Quattro lezioni per quattro personaggi: Kate Moss e Tucidide, ma anche Luigi XVI e Proust.

Obiettivo: imparare a “permanere nella domanda, a dimorarne i paesaggi”.

La faccia spigolosa di Kate Moss, il salto dorsale di Dick Fosbury e la voce ruvida di Maria Callas; la scrittura di Proust, la guerra del Peloponneso, il tentativo di fuga di Luigi XVI e gli ultimi giorni di Tolstoj: sono tutte sfumature di questi paesaggi.

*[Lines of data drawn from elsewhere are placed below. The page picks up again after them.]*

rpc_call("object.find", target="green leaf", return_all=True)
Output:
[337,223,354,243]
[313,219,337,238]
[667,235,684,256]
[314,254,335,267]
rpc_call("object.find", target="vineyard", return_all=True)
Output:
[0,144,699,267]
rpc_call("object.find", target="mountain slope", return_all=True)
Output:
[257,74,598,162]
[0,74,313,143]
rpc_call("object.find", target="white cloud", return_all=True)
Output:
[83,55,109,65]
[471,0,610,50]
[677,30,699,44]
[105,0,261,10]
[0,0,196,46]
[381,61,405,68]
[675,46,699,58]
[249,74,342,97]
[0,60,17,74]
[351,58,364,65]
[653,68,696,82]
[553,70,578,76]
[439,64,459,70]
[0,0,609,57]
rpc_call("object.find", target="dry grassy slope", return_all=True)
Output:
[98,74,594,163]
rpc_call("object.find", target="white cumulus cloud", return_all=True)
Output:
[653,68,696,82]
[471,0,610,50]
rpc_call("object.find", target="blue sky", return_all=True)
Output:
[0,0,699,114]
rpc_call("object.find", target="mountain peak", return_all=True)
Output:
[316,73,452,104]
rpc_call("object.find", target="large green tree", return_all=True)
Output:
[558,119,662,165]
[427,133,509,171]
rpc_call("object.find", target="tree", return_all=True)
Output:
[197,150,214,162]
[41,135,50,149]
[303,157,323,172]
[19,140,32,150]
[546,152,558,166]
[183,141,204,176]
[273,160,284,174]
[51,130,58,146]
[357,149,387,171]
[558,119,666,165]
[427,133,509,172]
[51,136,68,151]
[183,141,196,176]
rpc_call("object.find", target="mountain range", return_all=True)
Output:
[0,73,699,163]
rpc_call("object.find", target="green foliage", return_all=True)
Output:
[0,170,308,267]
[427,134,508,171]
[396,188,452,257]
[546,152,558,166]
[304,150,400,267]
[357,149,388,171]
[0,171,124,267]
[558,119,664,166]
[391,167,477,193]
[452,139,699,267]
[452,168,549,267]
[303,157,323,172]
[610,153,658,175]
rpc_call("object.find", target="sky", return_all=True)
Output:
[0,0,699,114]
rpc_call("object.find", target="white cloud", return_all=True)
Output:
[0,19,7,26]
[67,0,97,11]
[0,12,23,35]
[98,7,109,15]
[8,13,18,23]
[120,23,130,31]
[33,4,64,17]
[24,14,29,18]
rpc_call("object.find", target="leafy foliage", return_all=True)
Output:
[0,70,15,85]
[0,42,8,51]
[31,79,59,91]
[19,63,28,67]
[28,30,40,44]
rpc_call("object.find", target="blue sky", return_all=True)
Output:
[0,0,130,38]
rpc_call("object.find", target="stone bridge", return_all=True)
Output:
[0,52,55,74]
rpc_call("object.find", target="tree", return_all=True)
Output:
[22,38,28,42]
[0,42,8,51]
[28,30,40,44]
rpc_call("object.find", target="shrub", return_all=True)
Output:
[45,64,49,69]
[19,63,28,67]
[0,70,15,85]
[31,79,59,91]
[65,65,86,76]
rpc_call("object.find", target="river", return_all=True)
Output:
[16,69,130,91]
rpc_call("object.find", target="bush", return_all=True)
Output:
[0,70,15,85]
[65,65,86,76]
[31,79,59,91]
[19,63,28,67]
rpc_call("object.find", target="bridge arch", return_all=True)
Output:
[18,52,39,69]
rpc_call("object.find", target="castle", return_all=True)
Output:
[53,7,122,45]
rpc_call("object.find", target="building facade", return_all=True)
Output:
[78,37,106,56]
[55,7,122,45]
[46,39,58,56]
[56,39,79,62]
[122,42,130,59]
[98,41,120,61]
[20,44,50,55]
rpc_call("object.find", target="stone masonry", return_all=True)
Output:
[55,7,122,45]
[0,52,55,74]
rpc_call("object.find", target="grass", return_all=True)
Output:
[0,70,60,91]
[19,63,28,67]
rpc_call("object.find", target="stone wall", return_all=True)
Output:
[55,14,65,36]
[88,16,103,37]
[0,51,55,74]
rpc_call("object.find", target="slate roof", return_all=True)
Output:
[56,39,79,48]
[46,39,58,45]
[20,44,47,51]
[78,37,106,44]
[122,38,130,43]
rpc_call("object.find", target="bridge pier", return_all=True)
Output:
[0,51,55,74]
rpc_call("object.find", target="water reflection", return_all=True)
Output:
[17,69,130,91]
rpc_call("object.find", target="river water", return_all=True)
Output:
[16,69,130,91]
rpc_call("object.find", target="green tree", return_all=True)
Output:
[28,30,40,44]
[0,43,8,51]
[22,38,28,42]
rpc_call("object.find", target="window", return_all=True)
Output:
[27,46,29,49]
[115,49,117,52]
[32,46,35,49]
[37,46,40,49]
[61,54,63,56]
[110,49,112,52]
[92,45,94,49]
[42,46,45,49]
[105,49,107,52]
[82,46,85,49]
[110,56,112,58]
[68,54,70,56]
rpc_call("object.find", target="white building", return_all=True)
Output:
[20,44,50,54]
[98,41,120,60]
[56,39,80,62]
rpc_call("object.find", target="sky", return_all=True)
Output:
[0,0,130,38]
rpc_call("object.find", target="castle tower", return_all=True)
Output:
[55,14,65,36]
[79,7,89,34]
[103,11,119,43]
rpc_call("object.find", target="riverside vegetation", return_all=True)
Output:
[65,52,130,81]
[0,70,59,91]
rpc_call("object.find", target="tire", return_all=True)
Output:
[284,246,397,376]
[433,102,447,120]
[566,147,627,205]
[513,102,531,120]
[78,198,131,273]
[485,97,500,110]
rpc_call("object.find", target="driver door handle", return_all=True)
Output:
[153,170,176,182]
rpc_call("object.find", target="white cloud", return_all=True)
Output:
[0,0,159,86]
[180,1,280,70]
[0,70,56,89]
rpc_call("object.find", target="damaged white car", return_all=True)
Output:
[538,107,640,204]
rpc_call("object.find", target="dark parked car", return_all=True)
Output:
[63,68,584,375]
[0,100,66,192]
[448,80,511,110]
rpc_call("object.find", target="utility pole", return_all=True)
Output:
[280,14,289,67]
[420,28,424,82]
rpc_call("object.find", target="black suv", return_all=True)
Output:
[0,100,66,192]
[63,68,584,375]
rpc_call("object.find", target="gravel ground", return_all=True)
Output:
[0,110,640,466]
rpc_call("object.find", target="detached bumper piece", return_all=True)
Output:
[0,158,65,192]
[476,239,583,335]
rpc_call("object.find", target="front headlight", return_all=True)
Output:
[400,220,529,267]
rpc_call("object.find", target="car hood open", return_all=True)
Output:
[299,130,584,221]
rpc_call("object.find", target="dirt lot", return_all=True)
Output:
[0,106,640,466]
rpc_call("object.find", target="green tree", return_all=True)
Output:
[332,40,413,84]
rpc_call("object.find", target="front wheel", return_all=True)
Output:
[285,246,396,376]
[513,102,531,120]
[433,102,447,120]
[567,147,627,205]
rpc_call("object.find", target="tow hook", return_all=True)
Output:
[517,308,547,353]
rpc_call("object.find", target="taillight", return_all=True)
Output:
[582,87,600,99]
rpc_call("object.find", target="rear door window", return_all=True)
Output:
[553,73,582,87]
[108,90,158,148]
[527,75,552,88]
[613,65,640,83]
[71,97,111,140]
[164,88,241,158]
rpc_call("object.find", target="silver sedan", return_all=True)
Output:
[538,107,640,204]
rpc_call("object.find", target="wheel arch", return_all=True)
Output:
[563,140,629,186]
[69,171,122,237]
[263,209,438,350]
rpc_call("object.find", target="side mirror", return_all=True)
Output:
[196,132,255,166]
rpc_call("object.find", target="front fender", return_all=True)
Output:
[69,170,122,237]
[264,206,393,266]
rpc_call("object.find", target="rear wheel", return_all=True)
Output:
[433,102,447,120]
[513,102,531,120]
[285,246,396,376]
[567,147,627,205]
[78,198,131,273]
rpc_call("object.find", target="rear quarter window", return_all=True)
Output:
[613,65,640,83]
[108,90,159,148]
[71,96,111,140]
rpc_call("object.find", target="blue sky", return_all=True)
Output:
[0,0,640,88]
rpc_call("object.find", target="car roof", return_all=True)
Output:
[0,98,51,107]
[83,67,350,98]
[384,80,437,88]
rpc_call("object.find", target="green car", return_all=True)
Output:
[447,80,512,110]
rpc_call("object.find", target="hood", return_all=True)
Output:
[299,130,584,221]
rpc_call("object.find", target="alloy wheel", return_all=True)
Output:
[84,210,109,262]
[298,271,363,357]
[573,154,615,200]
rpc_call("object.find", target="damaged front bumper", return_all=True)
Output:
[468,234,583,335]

Brusche sterzate che, nel corso della Storia, hanno cambiato i parametri del bello, della giustizia, della percezione del tempo e della scrittura, lasciandoci insieme affascinati e terrorizzati davanti a quel che pensavamo di conoscere da sempre. E a dimostrare che “esiste sempre un fondo di meraviglia, nella vita”.

 

Le Palladium Lectures sono state messe in scena per la prima volta nel 2013, al Teatro Palladium di Roma. Sempre nel 2013 sono arrivate a Bari, al Teatro Petruzzelli, e nel 2014 al Teatro Gesualdo di Avellino e al Teatro Nuovo di Napoli.

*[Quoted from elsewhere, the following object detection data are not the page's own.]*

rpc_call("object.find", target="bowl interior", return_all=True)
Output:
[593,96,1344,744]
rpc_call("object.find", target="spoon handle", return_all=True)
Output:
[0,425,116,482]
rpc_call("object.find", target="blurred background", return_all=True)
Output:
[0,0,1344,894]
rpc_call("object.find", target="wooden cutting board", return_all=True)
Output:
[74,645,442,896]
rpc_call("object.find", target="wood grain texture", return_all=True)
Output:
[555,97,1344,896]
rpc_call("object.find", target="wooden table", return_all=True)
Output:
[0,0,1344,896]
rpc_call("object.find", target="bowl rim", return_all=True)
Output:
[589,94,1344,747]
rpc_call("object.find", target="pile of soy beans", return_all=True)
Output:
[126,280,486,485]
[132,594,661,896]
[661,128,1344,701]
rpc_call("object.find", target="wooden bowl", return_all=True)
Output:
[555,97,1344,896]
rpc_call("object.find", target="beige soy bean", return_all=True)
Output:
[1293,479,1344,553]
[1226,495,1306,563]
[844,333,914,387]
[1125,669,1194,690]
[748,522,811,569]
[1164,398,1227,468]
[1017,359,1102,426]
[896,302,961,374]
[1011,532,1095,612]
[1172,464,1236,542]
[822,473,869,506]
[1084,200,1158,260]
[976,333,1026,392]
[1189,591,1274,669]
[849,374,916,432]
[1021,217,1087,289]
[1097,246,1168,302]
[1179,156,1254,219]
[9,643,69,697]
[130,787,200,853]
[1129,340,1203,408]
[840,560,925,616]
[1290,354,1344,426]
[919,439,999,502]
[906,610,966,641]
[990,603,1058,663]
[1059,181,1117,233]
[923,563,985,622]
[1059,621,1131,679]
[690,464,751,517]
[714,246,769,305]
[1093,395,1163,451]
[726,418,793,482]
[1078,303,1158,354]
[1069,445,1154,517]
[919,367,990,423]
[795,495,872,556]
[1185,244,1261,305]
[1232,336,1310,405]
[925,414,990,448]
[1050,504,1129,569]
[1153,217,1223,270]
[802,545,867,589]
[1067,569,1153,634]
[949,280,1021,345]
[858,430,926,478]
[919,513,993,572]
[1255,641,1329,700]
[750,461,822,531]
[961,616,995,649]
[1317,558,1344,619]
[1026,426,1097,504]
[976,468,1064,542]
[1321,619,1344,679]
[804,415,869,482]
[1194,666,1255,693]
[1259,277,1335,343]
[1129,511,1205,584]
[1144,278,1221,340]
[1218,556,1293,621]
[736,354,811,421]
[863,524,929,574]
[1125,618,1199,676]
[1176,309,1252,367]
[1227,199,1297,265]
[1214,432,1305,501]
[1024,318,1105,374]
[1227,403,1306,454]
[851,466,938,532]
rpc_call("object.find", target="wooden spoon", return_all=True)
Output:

Sono andate in onda su Repubblica.it, SkyArte e laEffeTv di Feltrinelli. Le potete trovare in libreria oppure sul sito di Repubblica. Vederle dal vivo, però, è un’altra cosa.

 

Qui ci sono alcuni assaggi delle quattro lezioni:

 

Kate Moss. Sul gusto.

“La storia di Kate Moss l’avevo letta in un libro di Christian Salmon. È una parabola vera, molto significativa. L’intuizione lì è che, in un caso particolare, il mondo si è aggregato per spiegarti come è fatto. Mi succede spesso, vedo spicchi di mondo in cui mi sembra che il mondo si riveli. Alla fine sono una specie di detective.”

 

 

Tucidide. Sulla giustizia.

“Tra Tucidide e noi c’è tutta una storia che ce lo rende attuale. Il dialogo fra i Melii e gli Ateniesi è un testo che riguarda una guerra di 2.500 fa. A un certo punto però ci accorgiamo che al tavolo delle trattative si discute delle stesse cose di cui si potrebbe discutere ancora oggi: “Che giustizia c’è se uno dei due è fortissimo? Se c’è uno dei due che tiene l’altro sotto la minaccia di un’arma, è possibile parlare di diritto, doveri e giustizia?”. Guardare il passato con gli occhi del futuro spesso coincide con il riguardarlo con gli occhi di chi l’ha costruito.”

 

 

Proust. Sulla scrittura.

“Non mi permetto di spiegare Proust. Dico solo: tecnicamente, a fare quel mestiere, lui è il più bravo, come Messi nel calcio. Parto da una cosa molto artigianale, e cioè faccio vedere una sua frase mostruosa di venti righe. La smonto in mille parti come uno che ti fa vedere com’è fatto un orologio. A quel punto, che sia Proust o che sia uno schema calcistico, sei dentro un’ossessione.”

 

 

Luigi XVI. Sul tempo.

“Noi passiamo la nostra vita a rincorrere e ad aspettare. E il dolore della vita è questo. Se noi stessimo nel presente staremmo bene al di là di quello che stiamo facendo.”